Early the next day, as I made my way to SMHS Hospital, Tata Sumos full of tourists were heading to the airport. At the gates of SMHS, there was a continual flow of ambulances into and out of the hospital. Community kitchens led by locals were distributing cups of tea and some baqarkhani to the families of the sick and injured.
The volunteers wore white coats embroidered with their logos in blue and the name of the organisation in cursive. I was here to make a blood donation. On the way to the blood bank, a hospital staffer shouted to another, “Keep your ID card and wear your apron, the police are checking who is who.”
At the blood bank I was told they had enough stocks of my blood group: many people had come forward to donate blood in the previous days.
Walking on, I met an internee doctor, a friend from school, with whom I tagged along to Ward 8, the Ophthalmology Ward. There were so many boys with pieces of cloth over their eyes outside the consultants room that there was barely space to stand in the narrow corridor leading to the ward. A few had bandages over their eyes; perhaps the department was out of sterile dressing.
One boy, a teenager, was sitting in the corridor with bandages over both his eyes. Tears streamed down his face, swollen and riddled with tiny holes, where pellets fired by Indian armed personnel had entered.
A doctor opened the eyes of one of the injured on a trolley; it was an open wound, the color of flesh. Many with bruised and blackened eyes lined up for consultations, some with faces so swollen that their eyes had disappeared into their sockets. All have been injured by pellets.
An ophthalmologist told me that the hospital had admitted around 100 youth in four days, all aged from 15-25. Ninety had been operated upon for pellet-related injuries. He is certain that even with sophisticated surgery; every one of the injured would lose their eyesight to some extent, in many cases, completely.
He had kept one pellet he removed from an injured youth in his wallet.
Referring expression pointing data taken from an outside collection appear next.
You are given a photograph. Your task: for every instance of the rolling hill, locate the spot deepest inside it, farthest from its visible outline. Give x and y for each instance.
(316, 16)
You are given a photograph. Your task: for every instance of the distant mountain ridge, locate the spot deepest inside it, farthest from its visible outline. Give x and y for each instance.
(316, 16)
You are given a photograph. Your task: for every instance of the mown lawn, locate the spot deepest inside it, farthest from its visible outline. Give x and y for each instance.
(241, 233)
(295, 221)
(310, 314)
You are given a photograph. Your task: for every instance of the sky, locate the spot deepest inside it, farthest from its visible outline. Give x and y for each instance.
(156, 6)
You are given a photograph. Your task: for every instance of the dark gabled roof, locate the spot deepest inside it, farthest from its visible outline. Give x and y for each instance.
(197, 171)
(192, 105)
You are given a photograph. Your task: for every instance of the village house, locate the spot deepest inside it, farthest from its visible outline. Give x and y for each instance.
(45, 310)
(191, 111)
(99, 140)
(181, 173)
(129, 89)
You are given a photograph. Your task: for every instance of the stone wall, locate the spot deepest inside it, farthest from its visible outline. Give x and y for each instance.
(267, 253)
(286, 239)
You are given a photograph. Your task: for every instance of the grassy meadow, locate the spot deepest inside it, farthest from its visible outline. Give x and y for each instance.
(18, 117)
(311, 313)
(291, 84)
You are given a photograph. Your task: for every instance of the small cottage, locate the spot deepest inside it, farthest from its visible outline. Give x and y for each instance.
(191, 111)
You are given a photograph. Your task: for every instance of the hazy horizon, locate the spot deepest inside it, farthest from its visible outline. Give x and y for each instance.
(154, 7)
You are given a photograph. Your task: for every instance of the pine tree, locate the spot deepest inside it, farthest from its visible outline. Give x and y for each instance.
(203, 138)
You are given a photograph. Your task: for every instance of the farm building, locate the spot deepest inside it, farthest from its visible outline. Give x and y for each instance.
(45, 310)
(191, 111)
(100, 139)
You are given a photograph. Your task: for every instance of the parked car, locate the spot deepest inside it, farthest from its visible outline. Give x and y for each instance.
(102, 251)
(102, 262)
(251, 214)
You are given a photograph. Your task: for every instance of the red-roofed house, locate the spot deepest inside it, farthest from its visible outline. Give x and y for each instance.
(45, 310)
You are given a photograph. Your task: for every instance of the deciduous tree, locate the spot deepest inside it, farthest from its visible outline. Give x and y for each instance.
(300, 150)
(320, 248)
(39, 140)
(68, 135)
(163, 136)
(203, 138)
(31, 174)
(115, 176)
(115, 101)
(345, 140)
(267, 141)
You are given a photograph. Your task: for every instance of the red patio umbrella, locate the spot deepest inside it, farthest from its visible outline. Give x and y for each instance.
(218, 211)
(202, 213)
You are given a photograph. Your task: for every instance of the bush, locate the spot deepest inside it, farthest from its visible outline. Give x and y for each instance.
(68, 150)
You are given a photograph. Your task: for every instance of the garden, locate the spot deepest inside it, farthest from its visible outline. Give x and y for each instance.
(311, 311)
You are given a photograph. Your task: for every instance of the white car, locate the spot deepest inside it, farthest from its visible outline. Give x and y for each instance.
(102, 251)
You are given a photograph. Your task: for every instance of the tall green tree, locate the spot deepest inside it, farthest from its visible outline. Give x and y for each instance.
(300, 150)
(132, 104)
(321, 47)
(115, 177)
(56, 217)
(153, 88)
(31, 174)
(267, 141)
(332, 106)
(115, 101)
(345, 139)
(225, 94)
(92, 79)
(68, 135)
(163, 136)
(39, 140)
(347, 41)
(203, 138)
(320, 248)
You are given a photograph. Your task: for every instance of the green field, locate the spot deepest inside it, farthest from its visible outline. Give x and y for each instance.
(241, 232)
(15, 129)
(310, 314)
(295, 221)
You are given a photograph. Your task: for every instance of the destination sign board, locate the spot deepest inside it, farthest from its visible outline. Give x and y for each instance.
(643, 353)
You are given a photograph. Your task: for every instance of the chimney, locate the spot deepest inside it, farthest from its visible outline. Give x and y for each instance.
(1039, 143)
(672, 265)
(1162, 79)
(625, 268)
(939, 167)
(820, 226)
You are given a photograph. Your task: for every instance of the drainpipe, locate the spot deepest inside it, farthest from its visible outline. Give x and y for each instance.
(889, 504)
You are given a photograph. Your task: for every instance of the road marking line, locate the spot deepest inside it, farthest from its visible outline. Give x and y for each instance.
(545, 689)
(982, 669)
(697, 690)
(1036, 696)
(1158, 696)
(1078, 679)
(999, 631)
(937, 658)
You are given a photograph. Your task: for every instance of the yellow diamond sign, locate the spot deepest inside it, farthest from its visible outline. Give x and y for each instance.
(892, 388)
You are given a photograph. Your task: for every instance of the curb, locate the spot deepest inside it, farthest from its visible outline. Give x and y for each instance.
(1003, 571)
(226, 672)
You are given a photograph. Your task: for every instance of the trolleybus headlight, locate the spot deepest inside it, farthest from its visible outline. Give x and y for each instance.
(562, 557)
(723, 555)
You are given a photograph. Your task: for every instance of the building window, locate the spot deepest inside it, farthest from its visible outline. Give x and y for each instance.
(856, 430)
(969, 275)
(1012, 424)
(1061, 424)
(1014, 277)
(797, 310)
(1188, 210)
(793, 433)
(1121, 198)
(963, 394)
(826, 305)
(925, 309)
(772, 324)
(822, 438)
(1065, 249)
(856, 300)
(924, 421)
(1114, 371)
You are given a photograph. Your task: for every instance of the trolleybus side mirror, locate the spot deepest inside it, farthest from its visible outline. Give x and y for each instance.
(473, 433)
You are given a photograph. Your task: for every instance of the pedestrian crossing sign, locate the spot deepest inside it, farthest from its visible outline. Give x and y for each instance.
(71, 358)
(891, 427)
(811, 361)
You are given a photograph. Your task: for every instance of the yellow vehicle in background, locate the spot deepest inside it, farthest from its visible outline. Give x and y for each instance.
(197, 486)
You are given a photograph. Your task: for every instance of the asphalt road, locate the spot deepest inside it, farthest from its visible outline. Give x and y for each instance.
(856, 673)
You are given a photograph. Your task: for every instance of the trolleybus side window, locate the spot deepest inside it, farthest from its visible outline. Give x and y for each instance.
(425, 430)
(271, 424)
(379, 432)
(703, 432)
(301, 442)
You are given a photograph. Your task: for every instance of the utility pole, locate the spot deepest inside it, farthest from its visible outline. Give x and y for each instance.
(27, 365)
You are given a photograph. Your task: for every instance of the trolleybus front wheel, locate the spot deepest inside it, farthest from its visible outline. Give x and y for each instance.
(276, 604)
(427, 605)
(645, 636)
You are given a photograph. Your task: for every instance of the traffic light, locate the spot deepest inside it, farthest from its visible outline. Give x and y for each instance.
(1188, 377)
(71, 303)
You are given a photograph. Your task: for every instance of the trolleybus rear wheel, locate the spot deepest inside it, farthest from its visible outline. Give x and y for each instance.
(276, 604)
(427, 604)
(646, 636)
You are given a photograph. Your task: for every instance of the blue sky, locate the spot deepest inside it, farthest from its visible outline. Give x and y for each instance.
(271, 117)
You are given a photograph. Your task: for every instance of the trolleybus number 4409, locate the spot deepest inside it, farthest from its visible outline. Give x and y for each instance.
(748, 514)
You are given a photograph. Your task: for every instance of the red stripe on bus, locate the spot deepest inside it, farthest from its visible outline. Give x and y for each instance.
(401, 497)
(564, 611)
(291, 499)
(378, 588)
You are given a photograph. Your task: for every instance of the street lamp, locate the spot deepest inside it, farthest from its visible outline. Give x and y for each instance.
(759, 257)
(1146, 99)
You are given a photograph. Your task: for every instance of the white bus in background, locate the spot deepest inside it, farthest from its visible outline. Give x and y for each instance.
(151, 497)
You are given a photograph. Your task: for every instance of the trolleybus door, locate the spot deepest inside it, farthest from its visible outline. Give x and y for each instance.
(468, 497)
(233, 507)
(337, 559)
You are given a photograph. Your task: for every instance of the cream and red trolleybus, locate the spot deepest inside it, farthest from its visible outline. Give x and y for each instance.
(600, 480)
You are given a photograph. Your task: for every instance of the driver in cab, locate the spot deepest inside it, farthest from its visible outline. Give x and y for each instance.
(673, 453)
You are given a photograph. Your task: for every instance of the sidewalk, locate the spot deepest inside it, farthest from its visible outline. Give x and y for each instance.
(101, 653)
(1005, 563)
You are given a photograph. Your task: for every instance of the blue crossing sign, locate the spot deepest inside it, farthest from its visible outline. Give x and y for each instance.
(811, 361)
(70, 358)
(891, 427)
It is a tiny bead of metal, hexagonal with many sharp edges, much smaller than a grain of rice.
Another surgeon spoke of a 14-year-old girl, Inshah Malik, of Shopian whose eyes had been damaged so badly by pellets that the matter from inside the organ was leaking out. “There will be no eyes,” he said.
The surgeon went on:
We don’t just see with our eyes, they are crucial to our imagination of the world, to our memory of the past, to envisioning a future, to seeing ourselves.
I remember a professor in college asking me, “So, what exactly is azadi?” He knew it was a call for freedom but he wanted, in his words, “something more concrete than that”.
So much of what I believe azadi must mean is about imagining our future but is also tied to the memory of growing up and living one’s past in repression, a memory that seamlessly merges into the curfew, in its 12th day, as I write this.
The curfew since July 9 has meant a clamp down not only on the physical movement of Kashmiris but also their use of telephones, internet services. Newspapers have been banned too.
The collective deadening of our present is punishment for our demand to decide our own political future, no matter how we voice it.